There is no doubt in my mind that poor information lies at the heart of the disturbing picture revealed in the NAP report, in which autistic people cannot expect to receive well researched and evidence supported services. Good information systems can only be built through the will of government, institutions and researchers to do better and to work together to that end. It may serve an austerity-minded government to continue the situation in which each autistic individual has to fight for support, but it cannot be in the long-term interests of society as a whole. Work by the National Audit Office showed that increasing employment in the autistic population by only a relatively small amount produced a significant financial benefit and there will be many other similar examples across the service spectrum.
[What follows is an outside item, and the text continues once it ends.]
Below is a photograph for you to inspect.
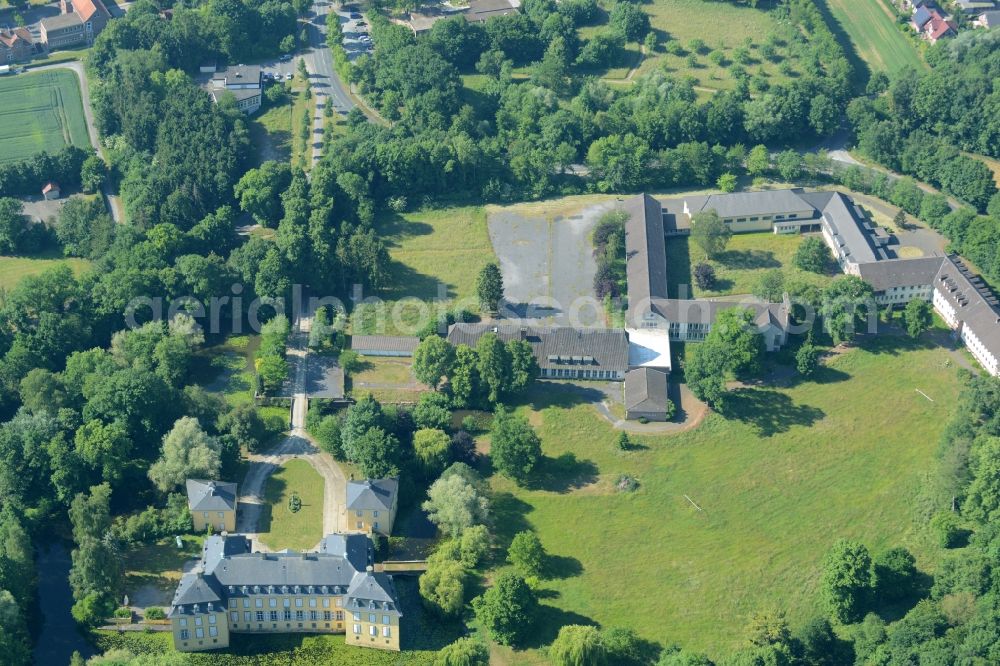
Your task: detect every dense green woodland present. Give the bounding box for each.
[0,0,1000,665]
The irony is that the direct cost of creating reliable information is relatively small as systems already exist that once populated with accurate data could be used to model service design and underpin delivery. There are even large banks of data from NHS cohort studies over many years that could be interrogated using data mining techniques to look back as well as forward. A further irony of the situation in the UK is that our national health service creates a rich data environment for health research from which the autistic population is currently largely excluded. The sharing of data across service providers is of course notoriously poor across all client groups but capturing essential basic data is an important starting point. So let us hope that the Department of Health group working on this makes rapid progress and take a tough stance in demanding that public services follow through. Politely asking GP’s to record autism diagnoses in their records, as NICE has done, is not the same as mandating their use. Of course autistic people are entitled to the same data safeguards as everyone else, and seeking or revealing formal diagnosis is a matter of choice for autistic individuals, but confidence in sharing information will come from seeing the value it can provide.

It is no accident that the first research recommendation in the NAP report calls for the development of age- and gender-specific diagnostic tools and the last for the collection of data to build better information systems to support autistic people. These are the fundamentals – the alpha and omega – of a better future for autistic people and it’s one that I so much want to see.